The Silver Bullet
The Delaware Superior Court has granted summary judgment to the defendant in a legal malpractice suit.
The attorney had represented the former client in drafting a pre-marital agreement to protect his client’s assets. The soon-to-be wife had signed the agreement notwithstanding the advice of her counsel.
When divorce came, the ex-wife sought to set aside the agreement on grounds of unconscionability. She prevailed in family court but lost in the Delaware Supreme Court.
The unhappy former client sued the drafting attorney for the expenses of defending the attack on the agreement, claiming that the attorney’s failure to include a waiver of disclosure clause (a “silver bullet” according to plaintiff’s expert) in the agreement had led to his travails.
The court found disputed questions of fact as to standard of care and breach of that standard but granted summary judgment on causation.
The evidence required speculation on whether the “silver bullet” was agreeable to the ex-wife.

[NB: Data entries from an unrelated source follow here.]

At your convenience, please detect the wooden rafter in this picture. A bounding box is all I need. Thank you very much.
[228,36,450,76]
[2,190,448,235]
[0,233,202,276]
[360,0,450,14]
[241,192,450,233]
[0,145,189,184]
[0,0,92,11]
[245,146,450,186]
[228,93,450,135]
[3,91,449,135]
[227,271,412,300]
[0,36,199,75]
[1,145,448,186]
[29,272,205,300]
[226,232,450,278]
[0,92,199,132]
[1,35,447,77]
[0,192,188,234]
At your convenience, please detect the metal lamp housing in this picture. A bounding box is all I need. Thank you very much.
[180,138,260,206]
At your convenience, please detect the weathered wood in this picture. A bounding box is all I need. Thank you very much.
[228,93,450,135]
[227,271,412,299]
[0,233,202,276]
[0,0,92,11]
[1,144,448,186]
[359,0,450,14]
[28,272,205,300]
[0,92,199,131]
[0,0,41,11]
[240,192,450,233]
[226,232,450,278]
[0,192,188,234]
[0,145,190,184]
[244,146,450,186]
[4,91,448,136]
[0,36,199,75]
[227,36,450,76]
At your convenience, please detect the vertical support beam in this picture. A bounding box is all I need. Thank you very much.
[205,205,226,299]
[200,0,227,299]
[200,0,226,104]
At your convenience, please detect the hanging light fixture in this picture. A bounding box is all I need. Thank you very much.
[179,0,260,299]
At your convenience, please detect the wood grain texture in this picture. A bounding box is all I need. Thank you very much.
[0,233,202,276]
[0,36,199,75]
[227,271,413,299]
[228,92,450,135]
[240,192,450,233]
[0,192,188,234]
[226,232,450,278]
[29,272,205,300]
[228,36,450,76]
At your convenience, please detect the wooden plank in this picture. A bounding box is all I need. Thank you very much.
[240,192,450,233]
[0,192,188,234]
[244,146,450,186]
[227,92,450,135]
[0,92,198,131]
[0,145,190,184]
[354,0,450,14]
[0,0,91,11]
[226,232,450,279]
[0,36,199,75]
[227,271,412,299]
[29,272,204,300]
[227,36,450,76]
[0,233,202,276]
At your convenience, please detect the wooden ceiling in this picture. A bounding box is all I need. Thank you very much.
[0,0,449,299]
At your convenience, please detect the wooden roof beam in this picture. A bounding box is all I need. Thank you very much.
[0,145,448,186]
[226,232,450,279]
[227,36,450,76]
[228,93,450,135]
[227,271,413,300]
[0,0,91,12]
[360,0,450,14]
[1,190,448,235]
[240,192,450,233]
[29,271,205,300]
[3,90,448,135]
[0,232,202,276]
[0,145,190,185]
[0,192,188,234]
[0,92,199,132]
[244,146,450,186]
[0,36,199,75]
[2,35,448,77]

In a question of first impression, the court applied the same causation test for alleged legal malpractice in transactional matters as in litigation matters.
Because the evidence
does not support an inference that Mr. Sherman’s ex-wife likely would have likely accepted the term, the trier of fact would be forced to speculate regarding whether Mr. Ellis’s alleged negligence proximately caused Mr. Sherman’s harm.